È un Beppe Arnone deciso a dare battaglia dopo una detenzione di quattro giorni disposta dal Gip di Agrigento Francesco Provenzano, su richiesta dei sostituti procuratori Carlo Cinque e Alessandro Macaluso. Una detenzione stigmatizzata dal Tribunale del Riesame di Palermo (di cui tre giorni fa sono uscite le motivazioni) che ha annullato l’ordine di custodia cautelare in carcere per una estorsione che, secondo i giudici del capoluogo siciliano, il leader ambientalista non ha commesso. Per la Procura e il Gip, invece, l’avvocato penalista avrebbe estorto del danaro ad una collega, mentre la polizia, appostata a pochi metri, lo avrebbe colto in flagrante. Conclusione: “Il reato di estorsione”, secondo il Riesame, “non c’è”. Arnone è stato scarcerato.

“E’ avvenuto – dice l’ex consigliere comunale di Agrigento – quello che secondo le leggi di uno Stato democratico sarebbe dovuto avvenire. Adesso cercherò di verificare alcuni indizi molto corposi per stabilire se chi ha operato contro di me all’interno del Palazzo di giustizia ha violato le leggi”.
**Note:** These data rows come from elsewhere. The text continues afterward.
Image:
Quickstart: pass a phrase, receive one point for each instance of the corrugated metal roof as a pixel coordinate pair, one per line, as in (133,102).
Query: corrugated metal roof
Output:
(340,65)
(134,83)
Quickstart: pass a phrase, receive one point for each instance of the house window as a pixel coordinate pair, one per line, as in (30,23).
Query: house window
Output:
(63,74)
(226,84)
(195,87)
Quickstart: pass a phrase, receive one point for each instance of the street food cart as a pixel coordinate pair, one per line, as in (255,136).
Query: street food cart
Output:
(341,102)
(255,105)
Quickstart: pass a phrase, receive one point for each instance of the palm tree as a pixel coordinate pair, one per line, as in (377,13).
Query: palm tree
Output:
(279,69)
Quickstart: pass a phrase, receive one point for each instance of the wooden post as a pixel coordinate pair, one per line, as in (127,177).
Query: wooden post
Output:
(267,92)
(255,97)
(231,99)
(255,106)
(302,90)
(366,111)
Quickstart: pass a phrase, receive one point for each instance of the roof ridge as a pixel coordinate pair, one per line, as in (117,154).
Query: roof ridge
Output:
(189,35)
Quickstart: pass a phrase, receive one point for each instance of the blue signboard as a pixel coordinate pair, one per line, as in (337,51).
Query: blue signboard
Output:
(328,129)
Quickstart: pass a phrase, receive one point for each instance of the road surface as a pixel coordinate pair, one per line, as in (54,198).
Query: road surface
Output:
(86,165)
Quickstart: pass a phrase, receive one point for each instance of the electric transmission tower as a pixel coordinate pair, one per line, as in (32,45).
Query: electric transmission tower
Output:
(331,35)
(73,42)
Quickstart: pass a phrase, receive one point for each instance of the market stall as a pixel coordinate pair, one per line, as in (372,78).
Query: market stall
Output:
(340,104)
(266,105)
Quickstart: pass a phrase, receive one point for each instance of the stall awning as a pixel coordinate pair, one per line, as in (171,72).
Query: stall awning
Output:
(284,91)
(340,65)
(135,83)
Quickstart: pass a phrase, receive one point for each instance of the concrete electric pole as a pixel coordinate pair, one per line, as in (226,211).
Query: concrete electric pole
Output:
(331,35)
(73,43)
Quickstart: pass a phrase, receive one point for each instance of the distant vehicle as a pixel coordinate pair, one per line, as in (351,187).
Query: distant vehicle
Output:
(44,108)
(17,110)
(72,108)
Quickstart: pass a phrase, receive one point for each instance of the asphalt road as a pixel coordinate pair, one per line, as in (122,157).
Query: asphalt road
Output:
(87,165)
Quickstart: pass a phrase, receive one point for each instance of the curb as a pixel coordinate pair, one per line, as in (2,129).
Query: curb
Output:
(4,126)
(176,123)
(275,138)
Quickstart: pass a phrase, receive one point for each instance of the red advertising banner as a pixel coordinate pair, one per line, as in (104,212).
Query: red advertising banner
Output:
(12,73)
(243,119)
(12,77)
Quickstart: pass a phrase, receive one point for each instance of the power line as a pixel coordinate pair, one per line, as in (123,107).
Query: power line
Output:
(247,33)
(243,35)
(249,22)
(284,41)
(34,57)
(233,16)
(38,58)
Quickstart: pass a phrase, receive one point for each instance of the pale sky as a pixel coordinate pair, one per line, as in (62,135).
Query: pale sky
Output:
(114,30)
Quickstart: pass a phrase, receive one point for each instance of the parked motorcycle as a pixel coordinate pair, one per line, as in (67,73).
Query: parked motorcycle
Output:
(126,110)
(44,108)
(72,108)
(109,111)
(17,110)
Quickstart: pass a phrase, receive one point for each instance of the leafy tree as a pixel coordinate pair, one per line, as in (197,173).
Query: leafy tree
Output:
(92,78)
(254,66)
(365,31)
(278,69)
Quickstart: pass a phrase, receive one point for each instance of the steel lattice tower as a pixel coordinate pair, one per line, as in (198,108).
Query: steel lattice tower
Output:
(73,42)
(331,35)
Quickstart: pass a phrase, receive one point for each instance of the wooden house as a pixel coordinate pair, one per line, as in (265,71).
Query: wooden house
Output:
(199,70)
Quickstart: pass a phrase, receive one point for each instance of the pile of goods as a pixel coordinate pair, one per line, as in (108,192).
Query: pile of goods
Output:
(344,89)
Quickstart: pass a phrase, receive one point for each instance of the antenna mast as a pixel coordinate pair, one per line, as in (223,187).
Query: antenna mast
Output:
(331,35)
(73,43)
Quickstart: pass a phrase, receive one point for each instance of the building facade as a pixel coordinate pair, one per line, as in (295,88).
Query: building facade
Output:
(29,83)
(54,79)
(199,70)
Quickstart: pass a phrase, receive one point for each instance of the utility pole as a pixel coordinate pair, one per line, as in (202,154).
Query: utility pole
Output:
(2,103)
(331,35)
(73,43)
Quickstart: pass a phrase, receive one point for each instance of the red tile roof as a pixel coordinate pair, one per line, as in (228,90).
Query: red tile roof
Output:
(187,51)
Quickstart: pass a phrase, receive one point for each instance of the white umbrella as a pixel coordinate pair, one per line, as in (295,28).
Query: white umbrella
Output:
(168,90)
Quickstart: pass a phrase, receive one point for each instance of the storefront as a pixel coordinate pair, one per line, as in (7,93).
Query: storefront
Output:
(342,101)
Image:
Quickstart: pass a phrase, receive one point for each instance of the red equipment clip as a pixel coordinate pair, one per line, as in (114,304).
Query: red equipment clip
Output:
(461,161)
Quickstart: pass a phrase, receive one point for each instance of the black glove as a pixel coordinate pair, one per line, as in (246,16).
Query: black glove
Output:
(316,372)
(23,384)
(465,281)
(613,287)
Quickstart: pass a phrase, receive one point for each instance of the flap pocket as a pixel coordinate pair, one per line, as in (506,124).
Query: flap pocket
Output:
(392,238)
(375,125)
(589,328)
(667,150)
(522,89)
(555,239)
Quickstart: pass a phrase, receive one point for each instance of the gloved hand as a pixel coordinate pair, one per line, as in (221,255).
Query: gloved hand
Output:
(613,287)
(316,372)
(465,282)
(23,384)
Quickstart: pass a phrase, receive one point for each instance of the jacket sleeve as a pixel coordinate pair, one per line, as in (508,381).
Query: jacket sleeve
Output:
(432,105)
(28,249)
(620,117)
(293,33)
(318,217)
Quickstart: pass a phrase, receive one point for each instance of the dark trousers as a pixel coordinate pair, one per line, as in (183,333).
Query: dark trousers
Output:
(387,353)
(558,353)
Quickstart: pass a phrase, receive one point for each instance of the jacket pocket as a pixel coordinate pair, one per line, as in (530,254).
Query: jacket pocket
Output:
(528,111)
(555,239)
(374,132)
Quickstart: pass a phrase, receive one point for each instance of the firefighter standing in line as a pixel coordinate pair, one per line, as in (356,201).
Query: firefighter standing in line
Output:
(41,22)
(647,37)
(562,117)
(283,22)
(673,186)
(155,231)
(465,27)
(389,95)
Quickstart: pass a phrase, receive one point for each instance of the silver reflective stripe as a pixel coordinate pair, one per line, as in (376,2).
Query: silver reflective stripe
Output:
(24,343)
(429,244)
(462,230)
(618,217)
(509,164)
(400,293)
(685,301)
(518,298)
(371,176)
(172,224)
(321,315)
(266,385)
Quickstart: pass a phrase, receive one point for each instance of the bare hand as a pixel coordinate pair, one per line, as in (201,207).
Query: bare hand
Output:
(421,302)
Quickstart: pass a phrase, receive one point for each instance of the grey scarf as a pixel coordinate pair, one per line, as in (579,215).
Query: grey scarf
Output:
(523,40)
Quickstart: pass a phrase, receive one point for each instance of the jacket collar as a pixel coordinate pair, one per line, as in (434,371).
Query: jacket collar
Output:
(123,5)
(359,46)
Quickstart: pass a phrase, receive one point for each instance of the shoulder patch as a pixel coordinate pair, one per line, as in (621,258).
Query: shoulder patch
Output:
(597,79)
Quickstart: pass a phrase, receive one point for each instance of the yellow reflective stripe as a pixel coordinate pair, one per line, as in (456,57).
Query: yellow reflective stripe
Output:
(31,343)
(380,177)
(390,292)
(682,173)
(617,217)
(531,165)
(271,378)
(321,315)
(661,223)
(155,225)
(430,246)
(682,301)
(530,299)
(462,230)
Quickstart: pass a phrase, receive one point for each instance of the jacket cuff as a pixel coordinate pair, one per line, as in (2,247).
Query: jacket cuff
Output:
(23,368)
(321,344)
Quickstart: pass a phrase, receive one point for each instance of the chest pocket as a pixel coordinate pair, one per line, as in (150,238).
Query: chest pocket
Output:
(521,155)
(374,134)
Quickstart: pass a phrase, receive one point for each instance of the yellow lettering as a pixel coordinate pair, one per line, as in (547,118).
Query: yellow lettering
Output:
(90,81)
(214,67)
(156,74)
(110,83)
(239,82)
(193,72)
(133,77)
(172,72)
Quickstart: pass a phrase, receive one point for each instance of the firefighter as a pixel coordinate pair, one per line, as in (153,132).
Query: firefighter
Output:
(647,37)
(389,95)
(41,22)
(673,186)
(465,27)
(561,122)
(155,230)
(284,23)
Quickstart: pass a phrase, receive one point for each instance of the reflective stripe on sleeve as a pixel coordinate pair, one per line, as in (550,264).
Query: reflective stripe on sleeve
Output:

Come si ricorderà, il 12 novembre scorso Arnone è stato arrestato con l’accusa di avere intascato un assegno di 14mila Euro, “la prima di due rate – a parere della Procura e del Gip – di una tangente di 50mila Euro che l’ambientalista avrebbe chiesto alla collega Francesca Picone per non alzare clamore mediatico su una pregressa vicenda giudiziaria”.
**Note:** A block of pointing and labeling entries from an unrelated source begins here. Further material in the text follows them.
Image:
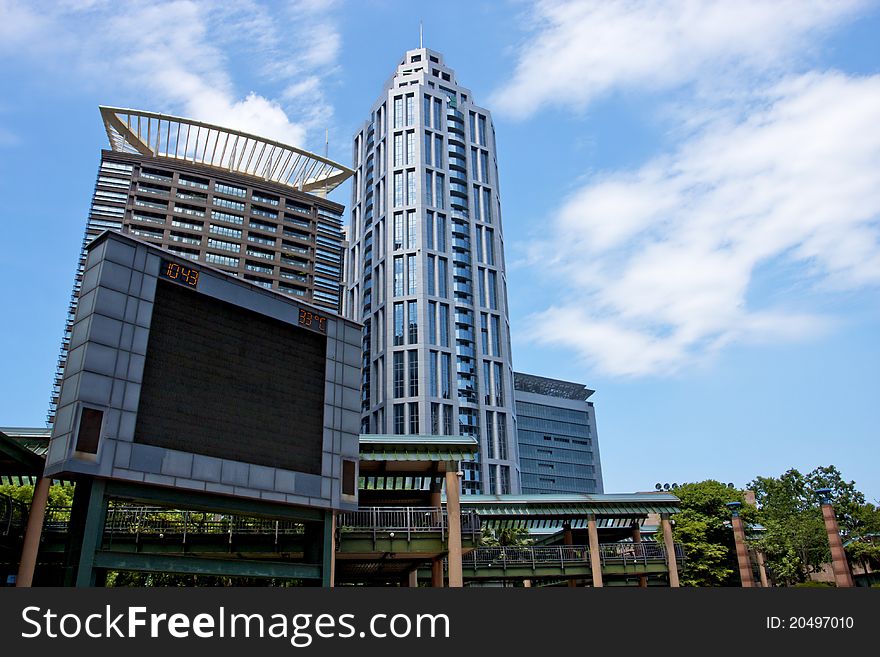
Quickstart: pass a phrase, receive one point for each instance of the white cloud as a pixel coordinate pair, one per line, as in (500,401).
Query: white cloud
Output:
(176,56)
(583,49)
(660,261)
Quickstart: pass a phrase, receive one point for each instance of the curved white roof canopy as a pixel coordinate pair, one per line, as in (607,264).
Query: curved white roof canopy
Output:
(172,137)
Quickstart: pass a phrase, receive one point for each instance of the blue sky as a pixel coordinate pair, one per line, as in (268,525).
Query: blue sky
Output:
(690,192)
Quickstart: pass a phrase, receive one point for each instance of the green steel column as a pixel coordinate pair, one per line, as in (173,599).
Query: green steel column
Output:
(93,533)
(328,560)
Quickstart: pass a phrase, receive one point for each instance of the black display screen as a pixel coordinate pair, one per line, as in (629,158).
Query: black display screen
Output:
(224,381)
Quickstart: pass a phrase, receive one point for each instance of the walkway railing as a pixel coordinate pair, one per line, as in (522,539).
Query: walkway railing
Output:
(407,519)
(136,519)
(562,555)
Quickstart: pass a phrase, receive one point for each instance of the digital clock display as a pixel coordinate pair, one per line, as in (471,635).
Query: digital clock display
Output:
(312,320)
(178,273)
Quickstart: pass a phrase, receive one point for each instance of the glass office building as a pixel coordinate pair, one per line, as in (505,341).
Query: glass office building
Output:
(425,270)
(558,445)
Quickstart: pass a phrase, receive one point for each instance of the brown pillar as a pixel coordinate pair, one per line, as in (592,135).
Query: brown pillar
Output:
(742,551)
(437,573)
(762,569)
(842,574)
(595,557)
(669,545)
(637,540)
(33,533)
(453,514)
(567,540)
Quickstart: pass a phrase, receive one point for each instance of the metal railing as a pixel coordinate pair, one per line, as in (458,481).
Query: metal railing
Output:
(565,555)
(407,519)
(13,516)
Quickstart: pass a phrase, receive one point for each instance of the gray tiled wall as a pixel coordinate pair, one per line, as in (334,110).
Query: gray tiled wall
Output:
(105,368)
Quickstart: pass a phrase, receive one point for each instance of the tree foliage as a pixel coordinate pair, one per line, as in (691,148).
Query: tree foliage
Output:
(795,541)
(703,529)
(514,536)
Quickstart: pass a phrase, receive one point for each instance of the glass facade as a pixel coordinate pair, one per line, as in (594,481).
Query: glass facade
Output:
(556,434)
(446,268)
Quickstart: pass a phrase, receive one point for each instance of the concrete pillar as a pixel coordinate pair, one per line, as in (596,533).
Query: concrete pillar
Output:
(437,573)
(842,575)
(453,514)
(762,569)
(669,545)
(33,532)
(637,540)
(595,557)
(568,540)
(742,552)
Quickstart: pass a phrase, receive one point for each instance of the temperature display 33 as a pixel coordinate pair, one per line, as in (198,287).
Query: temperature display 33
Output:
(312,320)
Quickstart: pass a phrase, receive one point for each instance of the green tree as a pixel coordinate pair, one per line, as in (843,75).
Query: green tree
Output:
(795,542)
(703,530)
(514,536)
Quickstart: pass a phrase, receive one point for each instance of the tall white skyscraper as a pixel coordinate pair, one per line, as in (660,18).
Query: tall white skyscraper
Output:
(425,270)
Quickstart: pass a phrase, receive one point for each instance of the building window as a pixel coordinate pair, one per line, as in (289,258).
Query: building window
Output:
(398,276)
(444,325)
(411,273)
(438,151)
(410,187)
(438,113)
(493,289)
(412,313)
(398,230)
(398,189)
(429,229)
(499,384)
(410,147)
(411,229)
(496,335)
(432,323)
(398,324)
(398,112)
(413,358)
(439,192)
(442,271)
(505,479)
(410,111)
(501,427)
(441,232)
(398,150)
(399,424)
(398,374)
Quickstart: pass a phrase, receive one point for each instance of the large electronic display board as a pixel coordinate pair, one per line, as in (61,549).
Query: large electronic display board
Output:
(183,376)
(223,381)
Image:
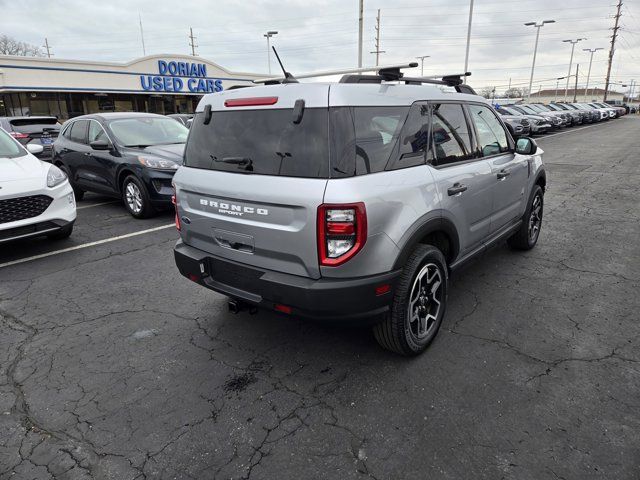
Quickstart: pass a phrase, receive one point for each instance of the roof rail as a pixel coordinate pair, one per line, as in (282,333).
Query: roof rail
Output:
(342,71)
Caustico il giudizio del Tribunale del Riesame: “Una condotta così veicolata e una richiesta di denaro avanzata e soddisfatta con assegni circolari, per altro posta in essere da un avvocato penalista, non appare certo univocamente sintomatica del dolo richiesto dalla norma”. Traduzione: le prove non erano sufficienti per un arresto.

Lo stesso Arnone aveva dichiarato ai magistrati che “quella somma è il frutto di una transazione documentata da messaggi di posta elettronica certificata e stipulata tra le parti” per evitare la costituzione di parte civile in un processo che vedeva coinvolta l’avvocatessa Picone.
Arnone ad Agrigento è un personaggio amato e odiato. Amato per le sue battaglie trentennali contro l’abusivismo edilizio e i poteri forti, al punto da risultare, alcuni anni fa, il primo degli eletti al Consiglio comunale (di cui è stato presidente), e nel 1993 addirittura “sindaco per una motte”, quando fu dichiarato vincitore sul rivale Calogero Sodano e il giorno dopo si risvegliò perdente per pochissimi voti.
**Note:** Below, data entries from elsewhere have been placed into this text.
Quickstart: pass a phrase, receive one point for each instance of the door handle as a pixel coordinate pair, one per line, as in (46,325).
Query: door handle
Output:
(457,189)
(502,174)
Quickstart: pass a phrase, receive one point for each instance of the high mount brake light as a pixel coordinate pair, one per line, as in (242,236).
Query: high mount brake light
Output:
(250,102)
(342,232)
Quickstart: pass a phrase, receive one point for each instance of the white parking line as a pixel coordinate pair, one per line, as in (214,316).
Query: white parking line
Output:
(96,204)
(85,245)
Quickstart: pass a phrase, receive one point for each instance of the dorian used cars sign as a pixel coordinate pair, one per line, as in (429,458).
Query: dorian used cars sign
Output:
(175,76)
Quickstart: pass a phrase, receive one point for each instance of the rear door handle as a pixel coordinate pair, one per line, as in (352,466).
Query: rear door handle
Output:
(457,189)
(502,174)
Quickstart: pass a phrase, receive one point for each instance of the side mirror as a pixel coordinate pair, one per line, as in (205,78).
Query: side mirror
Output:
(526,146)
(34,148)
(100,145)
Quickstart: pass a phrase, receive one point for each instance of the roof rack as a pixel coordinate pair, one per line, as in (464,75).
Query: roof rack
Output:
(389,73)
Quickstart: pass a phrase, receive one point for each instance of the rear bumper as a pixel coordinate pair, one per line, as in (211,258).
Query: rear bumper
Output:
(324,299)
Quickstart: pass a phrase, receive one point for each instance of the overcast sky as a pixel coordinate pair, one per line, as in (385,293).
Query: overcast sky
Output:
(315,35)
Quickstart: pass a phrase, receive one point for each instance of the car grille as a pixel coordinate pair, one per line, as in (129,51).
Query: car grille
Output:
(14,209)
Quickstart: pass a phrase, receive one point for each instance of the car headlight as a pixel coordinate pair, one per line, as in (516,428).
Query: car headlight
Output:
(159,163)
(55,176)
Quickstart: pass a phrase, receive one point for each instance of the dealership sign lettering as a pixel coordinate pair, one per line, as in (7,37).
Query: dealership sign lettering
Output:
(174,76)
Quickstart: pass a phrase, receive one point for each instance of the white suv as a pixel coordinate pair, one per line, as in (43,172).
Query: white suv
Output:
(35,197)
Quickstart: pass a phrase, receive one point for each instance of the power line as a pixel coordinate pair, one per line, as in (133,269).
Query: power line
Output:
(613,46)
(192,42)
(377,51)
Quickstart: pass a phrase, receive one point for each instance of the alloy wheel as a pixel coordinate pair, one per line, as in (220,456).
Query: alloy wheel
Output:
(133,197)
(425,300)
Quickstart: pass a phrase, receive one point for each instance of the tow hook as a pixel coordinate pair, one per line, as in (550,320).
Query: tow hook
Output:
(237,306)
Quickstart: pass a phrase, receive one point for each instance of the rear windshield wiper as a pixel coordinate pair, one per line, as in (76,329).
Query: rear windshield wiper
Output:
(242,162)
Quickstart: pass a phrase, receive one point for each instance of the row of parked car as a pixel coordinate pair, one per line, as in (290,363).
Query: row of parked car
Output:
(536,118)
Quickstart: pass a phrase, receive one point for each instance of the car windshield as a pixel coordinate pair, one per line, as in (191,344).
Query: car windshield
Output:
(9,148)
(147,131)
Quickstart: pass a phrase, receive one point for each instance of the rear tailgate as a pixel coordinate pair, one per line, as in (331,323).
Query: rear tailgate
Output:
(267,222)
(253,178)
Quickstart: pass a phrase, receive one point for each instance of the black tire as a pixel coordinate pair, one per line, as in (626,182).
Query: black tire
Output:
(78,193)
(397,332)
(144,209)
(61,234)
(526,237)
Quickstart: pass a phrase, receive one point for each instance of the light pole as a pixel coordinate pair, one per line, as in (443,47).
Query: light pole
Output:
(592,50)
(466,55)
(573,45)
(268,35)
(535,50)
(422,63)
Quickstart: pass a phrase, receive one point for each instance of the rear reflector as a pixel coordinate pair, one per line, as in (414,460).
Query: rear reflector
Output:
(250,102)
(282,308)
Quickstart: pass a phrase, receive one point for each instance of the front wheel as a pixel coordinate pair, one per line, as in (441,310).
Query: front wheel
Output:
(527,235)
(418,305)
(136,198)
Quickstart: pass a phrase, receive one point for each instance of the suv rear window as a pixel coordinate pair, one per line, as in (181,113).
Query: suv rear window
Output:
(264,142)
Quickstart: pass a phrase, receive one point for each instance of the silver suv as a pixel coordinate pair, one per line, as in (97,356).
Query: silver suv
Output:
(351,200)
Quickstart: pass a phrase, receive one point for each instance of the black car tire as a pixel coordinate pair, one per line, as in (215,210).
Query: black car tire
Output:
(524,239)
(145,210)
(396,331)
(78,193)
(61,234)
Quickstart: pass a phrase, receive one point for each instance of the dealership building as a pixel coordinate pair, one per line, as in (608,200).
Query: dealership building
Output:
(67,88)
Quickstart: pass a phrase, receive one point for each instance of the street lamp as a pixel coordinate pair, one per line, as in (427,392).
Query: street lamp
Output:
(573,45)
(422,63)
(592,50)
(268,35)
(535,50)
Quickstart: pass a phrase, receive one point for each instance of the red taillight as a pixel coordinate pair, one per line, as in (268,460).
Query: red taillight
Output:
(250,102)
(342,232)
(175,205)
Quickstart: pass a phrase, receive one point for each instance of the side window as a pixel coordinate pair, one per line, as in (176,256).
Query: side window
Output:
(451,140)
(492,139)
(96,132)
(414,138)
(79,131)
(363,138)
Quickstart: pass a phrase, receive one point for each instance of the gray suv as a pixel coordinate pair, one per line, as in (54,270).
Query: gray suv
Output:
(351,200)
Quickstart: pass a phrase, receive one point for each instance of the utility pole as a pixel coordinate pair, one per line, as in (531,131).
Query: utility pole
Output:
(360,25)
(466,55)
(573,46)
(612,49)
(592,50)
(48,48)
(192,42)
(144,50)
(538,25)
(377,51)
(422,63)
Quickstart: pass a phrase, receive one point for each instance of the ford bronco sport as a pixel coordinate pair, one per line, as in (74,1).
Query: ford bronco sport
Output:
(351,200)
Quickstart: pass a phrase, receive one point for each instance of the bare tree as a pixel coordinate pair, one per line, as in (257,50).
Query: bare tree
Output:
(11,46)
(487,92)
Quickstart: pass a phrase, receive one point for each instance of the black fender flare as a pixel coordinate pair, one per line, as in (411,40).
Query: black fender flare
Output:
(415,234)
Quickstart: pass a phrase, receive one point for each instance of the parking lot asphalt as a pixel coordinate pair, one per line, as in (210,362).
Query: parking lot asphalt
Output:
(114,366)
I suoi numerosi libri editi da Legambiente (di cui è presidente onorario) in città vanno a ruba, addirittura più di quelli di Camilleri. L’ultimo uscirà fra poco: Giuseppe Arnone in carcere, magistratura infetta. Un titolo che spiega in modo chiaro la sua guerra contro una parte del potere giudiziario agrigentino.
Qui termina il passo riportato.